De um modo ou de outro, contava-lhe, regressou aos almoços de família, Margarida começou a trabalhar na CP, nasceram os seus segundo e terceiro filhos, voltou a poder estar com Luís Centeno, seu irmão mais velho, também economista e membro do Conselho de Finanças Públicas. Melhores discussões ainda quando se encontram à mesa, com as suas duas irmãs (Rita, psicóloga e Margarida, delegada de propaganda médica), filhos, sobrinhos e a mãe de 80 anos que continua a ter os mesmos cuidados com a família alargada que tinha quando veio para Lisboa nos anos 80.
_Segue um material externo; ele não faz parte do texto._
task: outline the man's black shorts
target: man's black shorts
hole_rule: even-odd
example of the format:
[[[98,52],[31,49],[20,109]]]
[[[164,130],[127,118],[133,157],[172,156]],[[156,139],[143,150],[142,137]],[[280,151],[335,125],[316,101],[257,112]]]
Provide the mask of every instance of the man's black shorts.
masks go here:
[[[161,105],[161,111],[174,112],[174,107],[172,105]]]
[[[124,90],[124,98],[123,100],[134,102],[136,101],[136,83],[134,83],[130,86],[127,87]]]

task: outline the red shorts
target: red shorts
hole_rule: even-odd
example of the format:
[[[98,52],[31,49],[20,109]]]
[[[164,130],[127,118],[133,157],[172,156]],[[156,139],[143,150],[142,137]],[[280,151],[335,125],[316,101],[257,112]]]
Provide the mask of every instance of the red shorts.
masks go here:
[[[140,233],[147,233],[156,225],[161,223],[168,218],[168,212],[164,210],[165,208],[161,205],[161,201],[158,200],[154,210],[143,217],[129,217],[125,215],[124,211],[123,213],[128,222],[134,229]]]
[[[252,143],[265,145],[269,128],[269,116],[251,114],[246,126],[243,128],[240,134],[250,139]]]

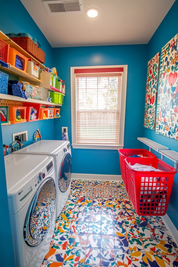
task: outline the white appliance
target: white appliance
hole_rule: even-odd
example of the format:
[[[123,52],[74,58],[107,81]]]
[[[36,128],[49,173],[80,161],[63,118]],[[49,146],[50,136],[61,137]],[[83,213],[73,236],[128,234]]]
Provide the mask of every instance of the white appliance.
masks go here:
[[[5,157],[16,267],[40,267],[55,227],[56,191],[51,157]]]
[[[67,200],[70,190],[71,149],[69,141],[42,140],[14,152],[53,157],[56,187],[56,218]]]

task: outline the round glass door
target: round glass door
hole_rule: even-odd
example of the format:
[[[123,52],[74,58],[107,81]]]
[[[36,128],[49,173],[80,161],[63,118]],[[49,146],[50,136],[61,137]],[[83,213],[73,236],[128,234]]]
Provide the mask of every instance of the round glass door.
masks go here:
[[[67,153],[64,156],[59,171],[58,183],[61,191],[65,192],[69,188],[71,177],[71,155]]]
[[[49,178],[38,189],[28,209],[24,236],[30,246],[42,242],[50,228],[54,214],[56,193],[54,181]]]

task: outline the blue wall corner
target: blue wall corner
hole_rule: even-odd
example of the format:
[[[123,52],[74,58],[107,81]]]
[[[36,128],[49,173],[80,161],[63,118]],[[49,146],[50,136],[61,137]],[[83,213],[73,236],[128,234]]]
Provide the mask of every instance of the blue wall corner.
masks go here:
[[[147,62],[159,51],[161,53],[162,48],[178,33],[178,21],[176,19],[177,10],[178,0],[176,0],[148,44]],[[172,23],[170,24],[169,22],[171,21]],[[145,128],[143,132],[144,137],[178,152],[178,140],[158,134],[156,134],[155,131]],[[154,150],[152,152],[155,154]],[[156,155],[161,158],[159,153],[157,153]],[[163,160],[174,167],[172,161],[165,157],[164,157]],[[178,173],[177,173],[175,176],[167,213],[178,230],[178,212],[176,208],[177,204],[178,205],[177,188]]]

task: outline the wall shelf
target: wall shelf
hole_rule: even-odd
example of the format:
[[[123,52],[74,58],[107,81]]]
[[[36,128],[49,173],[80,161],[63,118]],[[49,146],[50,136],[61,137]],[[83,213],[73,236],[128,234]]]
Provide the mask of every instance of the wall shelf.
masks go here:
[[[3,94],[0,94],[0,99],[11,101],[20,101],[21,102],[24,103],[26,102],[27,103],[42,104],[42,105],[47,105],[49,106],[62,106],[61,104],[57,104],[56,103],[52,103],[51,102],[47,102],[47,101],[31,99],[31,98],[28,98],[27,99],[25,99],[24,98],[22,98],[22,97],[20,97],[18,96],[11,96],[9,95],[4,95]]]
[[[163,159],[163,156],[170,159],[174,162],[174,167],[177,170],[178,163],[178,153],[174,150],[160,150],[160,153],[161,154],[161,159]]]
[[[34,61],[37,63],[39,64],[39,67],[42,69],[45,68],[45,66],[44,65],[41,63],[37,59],[34,57],[33,56],[31,56],[29,54],[24,50],[23,48],[19,46],[19,45],[17,44],[13,41],[11,40],[10,38],[6,35],[6,34],[3,33],[2,32],[0,31],[0,39],[3,40],[7,44],[9,44],[10,47],[11,47],[13,48],[14,48],[16,50],[20,53],[21,53],[22,55],[25,56],[28,58],[31,58],[33,61]]]
[[[11,73],[14,75],[15,75],[16,76],[19,77],[20,78],[19,79],[20,81],[22,80],[24,81],[24,81],[24,78],[26,78],[26,79],[27,79],[28,80],[29,80],[30,81],[33,81],[37,82],[39,83],[41,82],[40,80],[39,80],[38,79],[37,79],[34,77],[33,77],[33,76],[31,76],[31,75],[28,74],[26,72],[24,72],[18,68],[14,67],[13,66],[11,66],[10,64],[9,63],[7,63],[7,64],[8,64],[9,65],[8,69],[2,67],[0,63],[0,68],[4,70],[5,70],[6,71],[7,71],[7,72],[9,72],[10,73]]]
[[[156,151],[159,152],[160,150],[168,150],[169,148],[166,147],[164,146],[162,146],[160,145],[158,143],[156,143],[156,142],[148,139],[147,138],[145,137],[138,137],[137,139],[139,141],[142,142],[143,143],[145,144],[145,145],[148,146],[149,148],[149,150],[151,151],[151,148],[153,148]]]

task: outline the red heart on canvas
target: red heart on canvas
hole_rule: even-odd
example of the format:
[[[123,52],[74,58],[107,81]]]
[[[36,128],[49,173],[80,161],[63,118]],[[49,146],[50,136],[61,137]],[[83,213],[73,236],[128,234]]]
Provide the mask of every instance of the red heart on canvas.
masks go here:
[[[153,105],[153,103],[155,102],[155,96],[152,96],[151,100],[151,102],[152,105]]]
[[[172,72],[169,73],[168,77],[168,82],[170,86],[171,85],[173,85],[174,84],[177,77],[177,72],[175,72],[173,74]]]

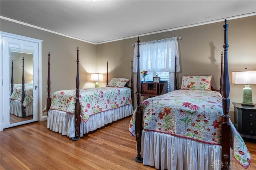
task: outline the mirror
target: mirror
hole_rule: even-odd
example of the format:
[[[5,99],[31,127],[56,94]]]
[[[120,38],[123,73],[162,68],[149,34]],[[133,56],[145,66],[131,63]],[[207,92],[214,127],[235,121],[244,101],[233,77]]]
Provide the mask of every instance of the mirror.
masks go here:
[[[10,48],[10,123],[33,119],[33,51]]]

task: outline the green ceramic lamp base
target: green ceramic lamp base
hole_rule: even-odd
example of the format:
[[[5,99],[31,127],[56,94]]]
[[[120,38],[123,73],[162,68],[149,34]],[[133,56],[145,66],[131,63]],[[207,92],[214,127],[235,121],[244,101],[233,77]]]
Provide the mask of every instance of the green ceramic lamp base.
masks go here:
[[[99,84],[99,82],[96,82],[96,83],[95,84],[95,87],[100,87],[100,84]]]
[[[246,85],[243,89],[243,102],[242,105],[252,105],[252,90],[250,86]]]

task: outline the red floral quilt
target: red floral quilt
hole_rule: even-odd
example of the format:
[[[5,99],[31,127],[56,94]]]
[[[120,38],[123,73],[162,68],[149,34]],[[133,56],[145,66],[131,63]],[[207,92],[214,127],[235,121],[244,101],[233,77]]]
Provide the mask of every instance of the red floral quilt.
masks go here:
[[[81,117],[86,122],[90,115],[132,103],[131,90],[124,87],[88,88],[80,89]],[[75,113],[75,90],[55,92],[51,97],[50,109]]]
[[[213,145],[221,143],[222,97],[209,90],[178,90],[141,103],[144,129],[191,139]],[[135,112],[134,112],[135,113]],[[134,136],[135,114],[129,129]],[[241,165],[250,164],[250,155],[232,124],[231,147]]]
[[[25,98],[22,105],[26,107],[33,101],[33,84],[24,84]],[[22,94],[22,84],[14,84],[13,92],[11,96],[11,99],[21,102]]]

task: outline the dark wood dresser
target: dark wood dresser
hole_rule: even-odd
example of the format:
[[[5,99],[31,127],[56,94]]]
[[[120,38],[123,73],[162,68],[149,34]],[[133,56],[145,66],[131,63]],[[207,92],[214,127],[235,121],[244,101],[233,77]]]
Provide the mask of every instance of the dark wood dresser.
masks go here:
[[[160,83],[142,82],[141,96],[154,97],[167,92],[167,82]]]
[[[247,106],[240,103],[233,104],[236,128],[242,137],[256,139],[256,104]]]

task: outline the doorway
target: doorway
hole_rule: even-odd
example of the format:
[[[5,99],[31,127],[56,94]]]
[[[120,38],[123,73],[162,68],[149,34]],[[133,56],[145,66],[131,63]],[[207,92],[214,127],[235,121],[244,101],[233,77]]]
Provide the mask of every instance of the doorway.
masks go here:
[[[1,38],[2,130],[40,120],[42,41],[3,32]]]

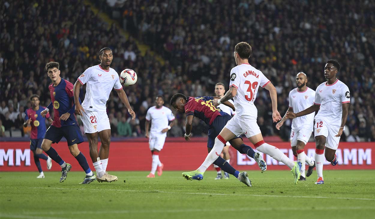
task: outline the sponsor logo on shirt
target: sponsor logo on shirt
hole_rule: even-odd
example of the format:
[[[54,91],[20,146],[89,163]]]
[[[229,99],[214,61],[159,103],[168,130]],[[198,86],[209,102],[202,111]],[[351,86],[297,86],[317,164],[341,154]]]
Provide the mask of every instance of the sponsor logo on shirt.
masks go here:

Mário Centeno nasceu há 48 anos em Vila Real de Santo António, algarvio de gema. Nos tempos que correm não é currículo que um socialista possa apresentar de ânimo solto, afinal Boliqueime não fica assim tão longe. Segundo filho de uma funcionária dos CTT e de um bancário que lhe morreu muito cedo (em meados da década de 1980), foi sempre um orgulho para os pais que ofereceram aos quatro filhos a hipótese de deixarem uma marca no futuro. Não hesitaram em mudar-se para Lisboa quando o mais velho atingiu a idade universitária, Mário tinha 15 anos e por Lisboa foi ficando.

Sempre com as mesmas olheiras (verdadeira imagem de marca), sempre com vontade de inovar no discurso, sempre a tentar pensar o que antes não fora pensado. Essa é uma das suas motivações principais, a que o levou a aceitar o convite de António Costa, a ideia de poder contribuir para um país que considera maltratado e muito mal gerido por pessoas que, na sua generalidade, não são respeitáveis academicamente nem intelectualmente estimulantes. Combina na sua personalidade um paradoxo: é extraordinariamente simpático e, ao mesmo tempo, bastante arrogante na maneira como vê muitos dos que falam sem saber do que falam.  

Culturalmente de esquerda, adepto de uma economia virada para as pessoas, crítico da macroeconomia produzida em Excel e liberal no combate à ditadura dos impostos excessivos, Mário Centeno entrou no filme político diretamente pela porta principal. Dentro de seis meses, mesmo que Costa não seja empossado pelo Presidente da República, continuará decerto em cena. Veremos se está preparado para a crítica, para o confronto em corredores que não são académicos. Estará Mário preparado para a vertigem de saltar sem rede? Ou pelo contrário vai ter saudades dos tempos em que jogou râguebi federado, o tempo em que as placagens eram feitas por verdadeiros cavalheiros?